Syed Adnan Ali Shah Bukhari is an Associate Research Fellow at the International Centre for Political Violence and Terrorism Research, Rajaratnam School of International Studies, Singapore.
Kamna: Is the anti-insurgency military offensive in Pakistan’s South Waziristan just an eye-wash or is Islamabad really determined this time to flush out terrorists?
Bukhari: Since early 2008, we have seen a firm resolve on the part of the Pakistani government to take-on the terrorists and eliminate them. It was for the first time in the history of the present day FATA that we are witnessing multiple military operations taking place across the length and breadth of the region. Pakistan’s present military offence against its local/Pakistani Taliban is even contrary to the previous policies of the former British Indian government (1857-1947) which pursued the strategy of subduing one tribe at one time while placating the other restive tribes and taking them on one by one over a course of time.
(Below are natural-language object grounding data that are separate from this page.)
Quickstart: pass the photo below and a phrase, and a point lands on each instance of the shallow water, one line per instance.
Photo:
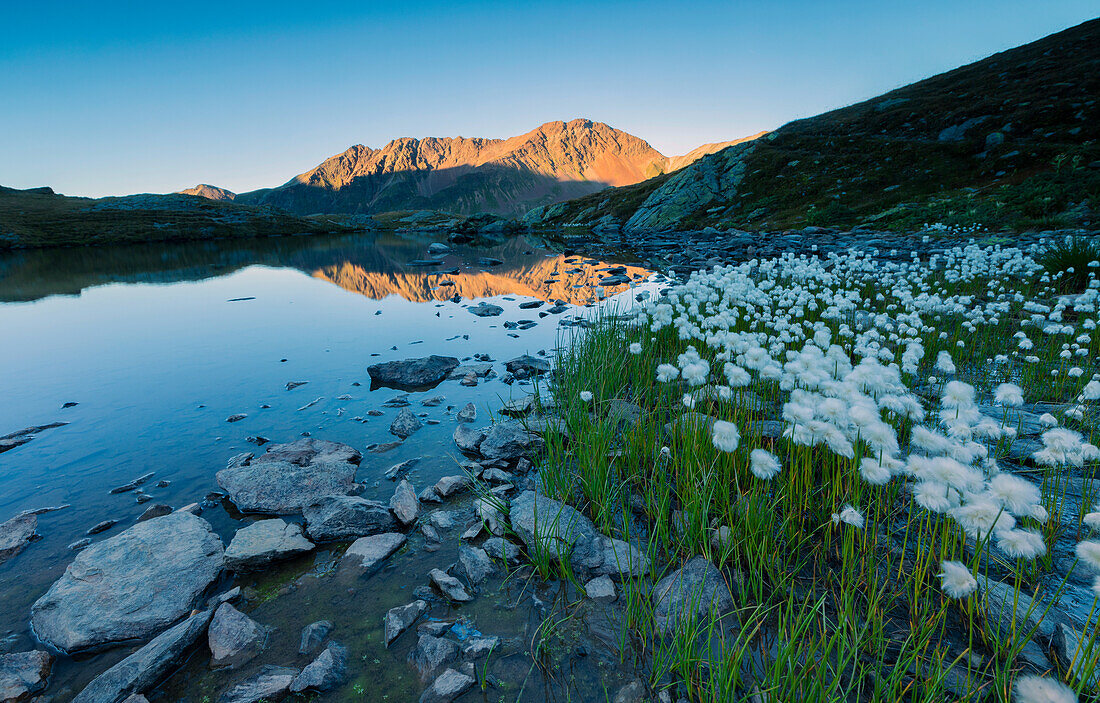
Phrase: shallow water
(158, 344)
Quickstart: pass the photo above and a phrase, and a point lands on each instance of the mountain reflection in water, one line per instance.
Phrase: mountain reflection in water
(373, 265)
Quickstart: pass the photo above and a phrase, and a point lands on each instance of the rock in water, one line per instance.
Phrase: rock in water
(17, 534)
(289, 476)
(347, 517)
(131, 585)
(265, 541)
(233, 636)
(411, 374)
(144, 668)
(323, 673)
(23, 674)
(689, 593)
(405, 424)
(270, 683)
(367, 552)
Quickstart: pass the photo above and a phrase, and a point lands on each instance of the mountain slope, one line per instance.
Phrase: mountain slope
(1009, 141)
(554, 162)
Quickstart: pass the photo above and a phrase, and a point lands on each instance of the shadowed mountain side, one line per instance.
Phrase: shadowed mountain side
(30, 275)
The current operation in South Waziristan Agency (SWA) is being pursued with the strong belief that SWA has become the headquarters of foreign and local terrorists and until the semi-sanctuaries of these terrorists are not eliminated, the wave of terrorist violence in the entire Pakistan cannot be brought down.
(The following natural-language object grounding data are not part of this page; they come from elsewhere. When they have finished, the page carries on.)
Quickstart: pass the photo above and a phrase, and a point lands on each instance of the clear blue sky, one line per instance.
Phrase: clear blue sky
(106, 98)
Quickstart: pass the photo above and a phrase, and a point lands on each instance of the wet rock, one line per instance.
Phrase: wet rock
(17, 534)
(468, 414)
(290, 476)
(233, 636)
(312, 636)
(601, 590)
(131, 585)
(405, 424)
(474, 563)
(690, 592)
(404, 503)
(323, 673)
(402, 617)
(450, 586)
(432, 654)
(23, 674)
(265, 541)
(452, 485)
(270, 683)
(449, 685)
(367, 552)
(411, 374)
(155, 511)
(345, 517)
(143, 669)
However, there are many factors that could shape the success or otherwise of the present military operation in SWA. Firstly, any major political instability in the country could derail the focus on the ongoing military operation. Secondly, the evolving external security environment around Pakistan could also factor into the success of the operations. The recent suicide attack in Iran, for example, and the evolving terrorist links between Jundullah and Pakistani terrorist groups, such as the sectarian Lashkar-e-Jhangvi (LJ), Tehrik-e-Taliban Pakistan (TTP) and al Qaeda (AQ), could be a deviation that could affect Pakistan’s focus on the drive against terrorists in FATA.
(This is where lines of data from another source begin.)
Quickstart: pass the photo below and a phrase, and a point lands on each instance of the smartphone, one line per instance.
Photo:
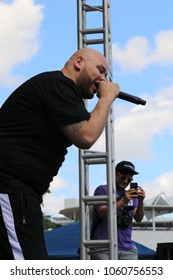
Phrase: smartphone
(134, 185)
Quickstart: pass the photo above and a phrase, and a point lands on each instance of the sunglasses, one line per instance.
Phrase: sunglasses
(125, 177)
Thirdly, the cooperation of the Pakistan civil society in eliminating Taliban militants could be a major factor. Their support is crucial in eliminating the Taliban since they could provide the much-needed human intelligence (HUMINT) to root out militancy from the entire region. Fourthly, the Taliban is a cross-border phenomenon, and the Taliban in Afghanistan are growing in strength with every passing year. In 2007, the Afghan Taliban were maintaining permanent presence over 54 percent of the Afghan territory, which increased to 72 percent in 2008. In 2009, the Taliban’s presence further increased to 80 percent, with violence reaching up to the northern and western parts of the insurgency-torn country. The Pak-Afghan border is porous, and the Pakistani Taliban may sneak into Afghanistan if they come under extreme pressure from the Pakistani security forces. While Pakistan has deployed 120,000 troops on the border, there are few soldiers on the Afghan side their number needs to be increased. Unless, the Afghan Taliban are eliminated and Afghanistan stabilised, we may see the presence of Pakistani Taliban, albeit weak, in FATA.